Of those convicted, the main actor who was responsible for giving the orders to set up the front company in the Czech Republic was sentenced to 240 hours of community service while the other received a sentence of 90 hours of community service. Neither received financial penalties.
One of the companies involved was ordered to pay a suspended fine of €50,000, which is operational for two years, meaning that the convicted company does not have to pay the fine if it does not commit another criminal offence before the end of the period.
In all, nearly 66 tonnes of valuable teak were seized and removed from circulation on the EU internal market, except for 12 bundles which could not be linked to any criminal offence.
These penalties are without a doubt disproportionate to the crimes committed, effectively a mere slap on the wrist to those who facilitated the illicit trade. They are not sufficient deterrents to help prevent the same crimes being committed in future, given that the potential value gained from committing these crimes vastly outweighs the penalties issued by authorities.
The value of timber in both monetary and cultural terms need to be recognised by the judiciary as a serious environmental criminal crime.
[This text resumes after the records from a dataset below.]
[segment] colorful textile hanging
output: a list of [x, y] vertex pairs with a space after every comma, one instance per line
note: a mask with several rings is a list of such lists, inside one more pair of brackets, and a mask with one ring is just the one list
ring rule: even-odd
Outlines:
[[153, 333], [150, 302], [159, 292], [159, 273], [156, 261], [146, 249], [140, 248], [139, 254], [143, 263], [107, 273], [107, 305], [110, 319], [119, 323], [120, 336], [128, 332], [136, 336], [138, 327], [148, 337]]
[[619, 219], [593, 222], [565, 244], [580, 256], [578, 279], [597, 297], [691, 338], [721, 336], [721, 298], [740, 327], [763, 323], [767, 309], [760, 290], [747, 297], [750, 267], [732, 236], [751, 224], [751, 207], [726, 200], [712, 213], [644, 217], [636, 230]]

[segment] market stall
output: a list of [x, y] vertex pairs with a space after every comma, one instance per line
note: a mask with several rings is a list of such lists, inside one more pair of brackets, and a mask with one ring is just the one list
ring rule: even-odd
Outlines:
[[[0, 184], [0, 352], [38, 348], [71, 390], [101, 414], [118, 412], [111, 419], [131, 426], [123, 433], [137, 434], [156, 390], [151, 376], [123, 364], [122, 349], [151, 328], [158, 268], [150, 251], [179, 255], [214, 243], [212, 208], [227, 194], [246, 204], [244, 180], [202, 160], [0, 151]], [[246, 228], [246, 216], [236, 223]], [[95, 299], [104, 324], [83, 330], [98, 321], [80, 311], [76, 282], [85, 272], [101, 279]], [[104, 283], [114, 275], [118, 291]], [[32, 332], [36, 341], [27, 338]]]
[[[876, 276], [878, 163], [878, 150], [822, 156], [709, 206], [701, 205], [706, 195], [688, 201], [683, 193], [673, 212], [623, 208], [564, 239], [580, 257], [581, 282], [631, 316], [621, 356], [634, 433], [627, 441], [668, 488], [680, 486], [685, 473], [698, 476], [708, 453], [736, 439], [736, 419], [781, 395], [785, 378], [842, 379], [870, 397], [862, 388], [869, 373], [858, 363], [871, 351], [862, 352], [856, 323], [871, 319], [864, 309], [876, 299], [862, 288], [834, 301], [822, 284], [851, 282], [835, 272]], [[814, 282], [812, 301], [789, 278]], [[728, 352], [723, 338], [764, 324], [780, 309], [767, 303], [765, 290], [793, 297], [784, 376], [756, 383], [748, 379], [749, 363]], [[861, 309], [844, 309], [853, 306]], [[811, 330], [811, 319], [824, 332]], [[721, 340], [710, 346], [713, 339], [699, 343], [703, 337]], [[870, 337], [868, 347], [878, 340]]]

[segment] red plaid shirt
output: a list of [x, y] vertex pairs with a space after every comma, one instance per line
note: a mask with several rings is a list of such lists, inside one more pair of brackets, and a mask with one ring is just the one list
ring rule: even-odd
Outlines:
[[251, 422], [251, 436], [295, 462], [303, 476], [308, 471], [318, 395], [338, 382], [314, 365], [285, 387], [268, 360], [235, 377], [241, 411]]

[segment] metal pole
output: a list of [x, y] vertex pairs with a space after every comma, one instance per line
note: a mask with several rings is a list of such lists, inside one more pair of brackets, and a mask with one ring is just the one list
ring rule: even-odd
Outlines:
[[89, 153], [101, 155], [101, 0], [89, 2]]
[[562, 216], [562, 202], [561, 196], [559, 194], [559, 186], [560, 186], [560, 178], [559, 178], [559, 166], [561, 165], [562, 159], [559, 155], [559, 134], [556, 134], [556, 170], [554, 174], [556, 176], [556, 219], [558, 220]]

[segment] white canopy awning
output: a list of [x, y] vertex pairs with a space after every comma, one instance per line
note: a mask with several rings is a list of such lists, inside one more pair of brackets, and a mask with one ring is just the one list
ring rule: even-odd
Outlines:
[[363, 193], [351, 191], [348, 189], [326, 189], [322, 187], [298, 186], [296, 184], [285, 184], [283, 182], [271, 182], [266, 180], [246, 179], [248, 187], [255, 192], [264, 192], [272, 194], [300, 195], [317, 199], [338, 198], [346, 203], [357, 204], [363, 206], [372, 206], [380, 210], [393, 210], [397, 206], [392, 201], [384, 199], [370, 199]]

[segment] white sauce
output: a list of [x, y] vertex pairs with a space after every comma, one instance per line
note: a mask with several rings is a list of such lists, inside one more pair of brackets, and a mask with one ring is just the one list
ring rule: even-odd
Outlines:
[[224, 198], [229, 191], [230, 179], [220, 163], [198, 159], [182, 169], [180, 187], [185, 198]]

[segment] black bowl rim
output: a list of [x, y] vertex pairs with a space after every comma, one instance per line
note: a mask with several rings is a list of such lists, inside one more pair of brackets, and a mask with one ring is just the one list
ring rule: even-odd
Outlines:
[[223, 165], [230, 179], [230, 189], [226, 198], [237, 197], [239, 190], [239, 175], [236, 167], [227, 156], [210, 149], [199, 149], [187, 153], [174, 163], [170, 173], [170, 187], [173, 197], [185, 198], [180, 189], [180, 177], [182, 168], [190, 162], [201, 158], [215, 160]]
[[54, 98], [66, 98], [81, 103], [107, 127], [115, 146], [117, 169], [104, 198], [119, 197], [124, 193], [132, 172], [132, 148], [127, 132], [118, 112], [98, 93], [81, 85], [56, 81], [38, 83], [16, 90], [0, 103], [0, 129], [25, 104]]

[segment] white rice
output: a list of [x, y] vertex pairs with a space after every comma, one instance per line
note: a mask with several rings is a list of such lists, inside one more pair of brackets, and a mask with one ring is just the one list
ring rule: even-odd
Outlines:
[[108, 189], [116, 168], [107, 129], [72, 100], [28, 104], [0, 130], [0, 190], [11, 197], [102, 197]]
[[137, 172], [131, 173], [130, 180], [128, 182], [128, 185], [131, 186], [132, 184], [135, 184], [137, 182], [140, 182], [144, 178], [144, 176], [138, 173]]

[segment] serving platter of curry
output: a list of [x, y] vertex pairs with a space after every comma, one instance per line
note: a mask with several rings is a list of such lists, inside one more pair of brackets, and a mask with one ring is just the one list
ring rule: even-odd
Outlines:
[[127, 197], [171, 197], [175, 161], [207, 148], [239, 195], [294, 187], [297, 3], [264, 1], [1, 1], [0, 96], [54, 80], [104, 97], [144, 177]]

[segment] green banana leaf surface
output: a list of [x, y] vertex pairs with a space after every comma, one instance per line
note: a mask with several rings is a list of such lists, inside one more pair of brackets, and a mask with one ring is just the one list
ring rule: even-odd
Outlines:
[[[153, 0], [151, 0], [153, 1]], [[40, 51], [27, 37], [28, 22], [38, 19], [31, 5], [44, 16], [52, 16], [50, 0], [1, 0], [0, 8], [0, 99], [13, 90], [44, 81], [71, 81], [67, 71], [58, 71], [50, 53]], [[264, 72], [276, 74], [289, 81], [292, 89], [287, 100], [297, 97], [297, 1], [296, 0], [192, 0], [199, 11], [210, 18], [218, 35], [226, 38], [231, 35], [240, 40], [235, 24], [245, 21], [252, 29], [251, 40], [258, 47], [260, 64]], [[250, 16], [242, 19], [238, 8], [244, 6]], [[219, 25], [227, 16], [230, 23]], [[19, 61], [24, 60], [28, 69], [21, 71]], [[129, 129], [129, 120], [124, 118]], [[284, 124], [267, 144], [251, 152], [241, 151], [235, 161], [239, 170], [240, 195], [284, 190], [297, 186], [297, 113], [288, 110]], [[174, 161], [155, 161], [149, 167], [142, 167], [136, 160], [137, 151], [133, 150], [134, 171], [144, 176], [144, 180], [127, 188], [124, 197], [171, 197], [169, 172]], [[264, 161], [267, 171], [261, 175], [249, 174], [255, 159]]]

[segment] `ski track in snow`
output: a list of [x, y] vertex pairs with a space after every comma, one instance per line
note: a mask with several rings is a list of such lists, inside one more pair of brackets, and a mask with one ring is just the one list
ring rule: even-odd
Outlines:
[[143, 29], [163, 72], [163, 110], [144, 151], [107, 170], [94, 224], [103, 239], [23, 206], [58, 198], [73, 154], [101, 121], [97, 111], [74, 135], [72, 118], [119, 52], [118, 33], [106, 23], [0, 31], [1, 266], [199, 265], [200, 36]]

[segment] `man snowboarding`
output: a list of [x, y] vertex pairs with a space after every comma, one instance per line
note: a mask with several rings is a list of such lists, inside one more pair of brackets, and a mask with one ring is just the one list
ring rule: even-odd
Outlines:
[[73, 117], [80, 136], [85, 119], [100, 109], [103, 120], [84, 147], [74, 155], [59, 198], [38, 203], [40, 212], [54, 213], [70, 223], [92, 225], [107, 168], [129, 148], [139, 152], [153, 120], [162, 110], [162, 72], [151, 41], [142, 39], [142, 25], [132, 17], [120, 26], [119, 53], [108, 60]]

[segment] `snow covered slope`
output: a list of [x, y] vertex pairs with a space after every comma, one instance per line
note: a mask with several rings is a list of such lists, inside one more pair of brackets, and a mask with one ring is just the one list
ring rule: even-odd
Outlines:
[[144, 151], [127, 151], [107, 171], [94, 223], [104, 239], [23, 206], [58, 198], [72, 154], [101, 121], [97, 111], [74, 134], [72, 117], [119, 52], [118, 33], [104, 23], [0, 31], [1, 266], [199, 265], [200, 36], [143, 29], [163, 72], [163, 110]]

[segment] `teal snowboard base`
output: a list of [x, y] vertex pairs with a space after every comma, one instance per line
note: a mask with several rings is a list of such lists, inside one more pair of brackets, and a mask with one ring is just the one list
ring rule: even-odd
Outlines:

It is cheaper to break the law than to face robust penalties. It is our view that greater awareness within the courts of the seriousness of trading in stolen timber would add to a strong deterrence.
However, these convictions could – and should – be the impetus needed to remedy the lack of enforcement actions to date against those illegally importing teak. Leveraging criminal prosecutions against those fuelling the illegal trade by the authorities and institutions across all EU member states is absolutely necessary, since pitifully small administrative penalties have to date not worked to stop the trade.
The same must be said for the implementation and enforcement of the EU financial sanctions regime against the Myanmar military junta, which seized power more than a year ago. Since 21 June 2021, the day on which the State-owned Myanmar Timber Enterprise (MTE) was sanctioned by the EU, any imports of Myanmar teak likely constitute a breach of EU financial sanctions.
The MTE was sanctioned by the EU in an effort to prevent hard currency enriching the military regime and its cronies involved within the sector. When teak is sold by the MTE for export, the revenue generated is directly supporting the military regime, extending its ability to commit atrocities against the people of Myanmar with impunity. Sanctions must also be fully implemented and enforced to stop this trade.
The EUTR and EU sanctions are clear that there should be absolutely no imports of Myanmar teak entering the EU – now traders need to get on the same page too or face criminal convictions for dealing in this conflict timber in pursuit of their blood money.